17.1.Duration. The Plan shall terminate on the ten year anniversary of the Effective Date. No grants shall be awarded after such termination; however, the terms of the Plan shall continue to apply to all Awards outstanding when the Plan terminates.

Date approved by the Board of Directors: February 28, 2012.

[Signature page follows.]

FIRST COMMUNITY BANCSHARES, INC.
ATTEST:
By:
Corporate SecretaryTitle:

Appendix C

Audit Committee Charter

The Board of Directors of First Community Bancshares, Inc. (the “Company”) has constituted and established an Audit Committee (the “Committee”) with authority, responsibility, and specific duties as described in this Audit Committee Charter.

This Charter is intended as a component of the flexible governance framework within which the Board, assisted by its committees, directs the affairs of the Company. While it should be interpreted in the context of all applicable laws, regulations and listing requirements, as well as in the context of the Company’s Articles of Incorporation and Bylaws, it is not intended to establish by its own force any legally binding obligations.

A.MISSION

The Committee is appointed by the Board to oversee the accounting and financial reporting processes of the Company and the audits of the Company’s financial statements.
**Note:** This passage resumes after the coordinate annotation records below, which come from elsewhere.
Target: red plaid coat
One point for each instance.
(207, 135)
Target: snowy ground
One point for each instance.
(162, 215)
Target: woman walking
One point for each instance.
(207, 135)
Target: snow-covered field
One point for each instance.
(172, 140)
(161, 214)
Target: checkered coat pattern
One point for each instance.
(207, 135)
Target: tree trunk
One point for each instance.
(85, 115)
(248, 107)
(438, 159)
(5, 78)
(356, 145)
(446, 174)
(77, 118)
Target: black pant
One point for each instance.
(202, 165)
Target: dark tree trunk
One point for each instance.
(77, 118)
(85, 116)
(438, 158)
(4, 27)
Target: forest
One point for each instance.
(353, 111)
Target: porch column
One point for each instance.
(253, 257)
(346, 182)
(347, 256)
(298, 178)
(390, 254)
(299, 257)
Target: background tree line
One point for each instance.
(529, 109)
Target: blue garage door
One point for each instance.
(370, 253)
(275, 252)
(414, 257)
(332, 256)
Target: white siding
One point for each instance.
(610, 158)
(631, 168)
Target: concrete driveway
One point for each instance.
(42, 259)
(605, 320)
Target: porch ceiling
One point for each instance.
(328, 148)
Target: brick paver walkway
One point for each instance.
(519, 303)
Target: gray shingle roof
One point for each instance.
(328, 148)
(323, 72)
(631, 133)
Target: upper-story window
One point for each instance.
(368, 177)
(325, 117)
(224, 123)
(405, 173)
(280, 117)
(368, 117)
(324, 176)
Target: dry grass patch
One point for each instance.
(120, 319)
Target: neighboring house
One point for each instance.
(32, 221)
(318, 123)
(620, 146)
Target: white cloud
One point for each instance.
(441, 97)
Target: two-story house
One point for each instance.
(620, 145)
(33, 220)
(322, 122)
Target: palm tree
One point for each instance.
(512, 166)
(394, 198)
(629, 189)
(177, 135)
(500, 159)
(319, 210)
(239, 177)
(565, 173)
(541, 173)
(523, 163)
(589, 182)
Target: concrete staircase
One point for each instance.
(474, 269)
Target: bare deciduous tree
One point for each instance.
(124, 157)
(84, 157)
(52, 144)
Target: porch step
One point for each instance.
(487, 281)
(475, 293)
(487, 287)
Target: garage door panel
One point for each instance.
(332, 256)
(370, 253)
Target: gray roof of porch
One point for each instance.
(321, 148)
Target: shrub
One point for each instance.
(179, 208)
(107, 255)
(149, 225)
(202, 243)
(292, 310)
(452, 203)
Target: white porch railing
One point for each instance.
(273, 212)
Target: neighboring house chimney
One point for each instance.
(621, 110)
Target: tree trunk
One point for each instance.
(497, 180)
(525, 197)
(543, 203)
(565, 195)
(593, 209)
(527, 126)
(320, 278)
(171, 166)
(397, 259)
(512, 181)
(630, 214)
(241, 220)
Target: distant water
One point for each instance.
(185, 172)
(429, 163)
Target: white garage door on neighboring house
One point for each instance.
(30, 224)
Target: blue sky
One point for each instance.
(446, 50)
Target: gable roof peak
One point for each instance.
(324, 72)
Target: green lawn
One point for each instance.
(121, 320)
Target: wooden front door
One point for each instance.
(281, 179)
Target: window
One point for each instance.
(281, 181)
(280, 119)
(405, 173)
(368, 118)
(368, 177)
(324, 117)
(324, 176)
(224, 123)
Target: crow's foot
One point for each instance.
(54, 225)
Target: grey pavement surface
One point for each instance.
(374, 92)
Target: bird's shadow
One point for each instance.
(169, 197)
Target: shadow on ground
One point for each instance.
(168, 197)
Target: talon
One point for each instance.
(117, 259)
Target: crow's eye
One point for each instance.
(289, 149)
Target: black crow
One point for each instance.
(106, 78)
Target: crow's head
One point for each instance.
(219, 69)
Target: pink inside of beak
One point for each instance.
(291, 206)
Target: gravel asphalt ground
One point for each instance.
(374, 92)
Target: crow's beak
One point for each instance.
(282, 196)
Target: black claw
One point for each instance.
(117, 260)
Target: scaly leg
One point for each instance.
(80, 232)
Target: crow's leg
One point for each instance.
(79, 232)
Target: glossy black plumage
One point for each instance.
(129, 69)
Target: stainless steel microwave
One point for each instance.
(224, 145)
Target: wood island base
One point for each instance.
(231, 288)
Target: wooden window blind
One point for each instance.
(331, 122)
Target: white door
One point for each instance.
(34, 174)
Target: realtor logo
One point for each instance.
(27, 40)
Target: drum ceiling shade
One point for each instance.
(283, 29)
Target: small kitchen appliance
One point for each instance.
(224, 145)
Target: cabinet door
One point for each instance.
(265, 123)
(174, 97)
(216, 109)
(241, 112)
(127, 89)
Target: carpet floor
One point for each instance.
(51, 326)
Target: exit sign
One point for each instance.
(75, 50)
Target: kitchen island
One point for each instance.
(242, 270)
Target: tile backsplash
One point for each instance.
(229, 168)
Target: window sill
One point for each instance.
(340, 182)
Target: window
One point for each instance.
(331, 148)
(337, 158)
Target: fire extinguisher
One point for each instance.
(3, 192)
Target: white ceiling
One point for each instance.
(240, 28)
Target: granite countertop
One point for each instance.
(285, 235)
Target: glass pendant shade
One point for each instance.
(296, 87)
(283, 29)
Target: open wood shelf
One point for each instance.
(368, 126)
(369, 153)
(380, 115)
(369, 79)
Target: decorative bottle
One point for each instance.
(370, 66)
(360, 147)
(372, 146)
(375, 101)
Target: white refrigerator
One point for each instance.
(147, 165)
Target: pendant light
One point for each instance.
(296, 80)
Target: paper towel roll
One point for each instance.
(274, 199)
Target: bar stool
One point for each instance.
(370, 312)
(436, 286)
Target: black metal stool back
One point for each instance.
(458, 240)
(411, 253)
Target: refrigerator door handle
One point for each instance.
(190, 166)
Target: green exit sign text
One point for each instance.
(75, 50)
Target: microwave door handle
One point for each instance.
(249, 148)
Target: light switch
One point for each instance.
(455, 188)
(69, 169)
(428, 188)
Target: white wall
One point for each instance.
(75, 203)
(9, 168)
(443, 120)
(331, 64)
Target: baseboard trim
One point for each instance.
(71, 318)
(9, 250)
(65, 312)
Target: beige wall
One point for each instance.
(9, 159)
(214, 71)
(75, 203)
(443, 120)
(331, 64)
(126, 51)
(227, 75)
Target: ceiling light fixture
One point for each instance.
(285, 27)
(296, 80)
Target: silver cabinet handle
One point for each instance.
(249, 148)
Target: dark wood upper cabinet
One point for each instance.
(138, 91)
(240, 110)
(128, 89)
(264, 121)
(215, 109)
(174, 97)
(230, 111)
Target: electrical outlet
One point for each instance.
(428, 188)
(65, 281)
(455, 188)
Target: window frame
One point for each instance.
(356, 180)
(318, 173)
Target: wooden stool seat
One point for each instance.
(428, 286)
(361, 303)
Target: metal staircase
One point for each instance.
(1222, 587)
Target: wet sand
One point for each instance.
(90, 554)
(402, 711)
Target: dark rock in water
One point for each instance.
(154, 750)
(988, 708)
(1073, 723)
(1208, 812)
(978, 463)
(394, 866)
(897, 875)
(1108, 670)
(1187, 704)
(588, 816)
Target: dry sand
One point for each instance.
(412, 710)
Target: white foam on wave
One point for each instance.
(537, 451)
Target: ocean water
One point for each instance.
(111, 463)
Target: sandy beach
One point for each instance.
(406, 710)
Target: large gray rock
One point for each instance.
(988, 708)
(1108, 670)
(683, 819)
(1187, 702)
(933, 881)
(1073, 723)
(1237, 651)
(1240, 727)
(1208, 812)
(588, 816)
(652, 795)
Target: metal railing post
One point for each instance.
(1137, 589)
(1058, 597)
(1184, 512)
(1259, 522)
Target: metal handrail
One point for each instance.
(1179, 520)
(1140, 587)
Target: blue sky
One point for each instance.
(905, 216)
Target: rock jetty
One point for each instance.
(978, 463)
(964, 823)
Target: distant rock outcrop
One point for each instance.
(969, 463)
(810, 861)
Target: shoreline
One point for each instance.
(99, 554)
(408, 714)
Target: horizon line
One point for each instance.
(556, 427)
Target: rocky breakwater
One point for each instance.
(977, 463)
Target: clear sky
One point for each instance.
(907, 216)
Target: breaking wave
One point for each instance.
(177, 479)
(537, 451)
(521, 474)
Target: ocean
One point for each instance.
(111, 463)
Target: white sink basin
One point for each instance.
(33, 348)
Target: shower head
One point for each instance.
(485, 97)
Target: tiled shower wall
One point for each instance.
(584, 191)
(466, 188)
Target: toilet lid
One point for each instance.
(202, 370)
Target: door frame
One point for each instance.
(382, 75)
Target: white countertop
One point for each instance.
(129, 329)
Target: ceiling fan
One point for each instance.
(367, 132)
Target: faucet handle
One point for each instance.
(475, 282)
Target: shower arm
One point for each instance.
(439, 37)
In that regard, the Committee shall represent and assist the Board of Directors with its oversight responsibility relating to: (a) the integrity of the Company’s financial statements and financial reporting process, and the Company’s systems of internal accounting and financial controls, (b) the Company’s compliance with legal and regulatory requirements including the Company’s disclosure controls and procedures, (c) the independent auditor’s qualifications, independence and performance, and (d) the performance of the Company’s internal audit function.

The Committee’s role is one of oversight. The Corporation’s management is responsible for preparing the Corporation’s financial statements and the independent auditors are responsible for auditing those financial statements.

The Committee shall prepare the report required by the rules of the Securities and Exchange Commission (the “Commission”) to be included in the Company’s annual proxy statement.

The Committee has the power to obtain the advice and assistance, as appropriate, of independent counsel and other advisors as necessary to fulfill the responsibilities of the Committee and receive appropriate funding from the Company, as determined by the Committee, for the payment of compensation to any such advisors. The Committee shall have the sole authority to retain, compensate, direct, oversee and terminate counsel, independent auditors and other advisors hired to assist the Committee, who shall be accountable ultimately to the Committee.

B.COMPOSITION

The Committee shall consist of three or more directors, each of whom shall meet the independence and experience requirements of NASDAQ Marketplace Rules and the Securities and Exchange Act of 1934, as amended (the “Exchange Act”).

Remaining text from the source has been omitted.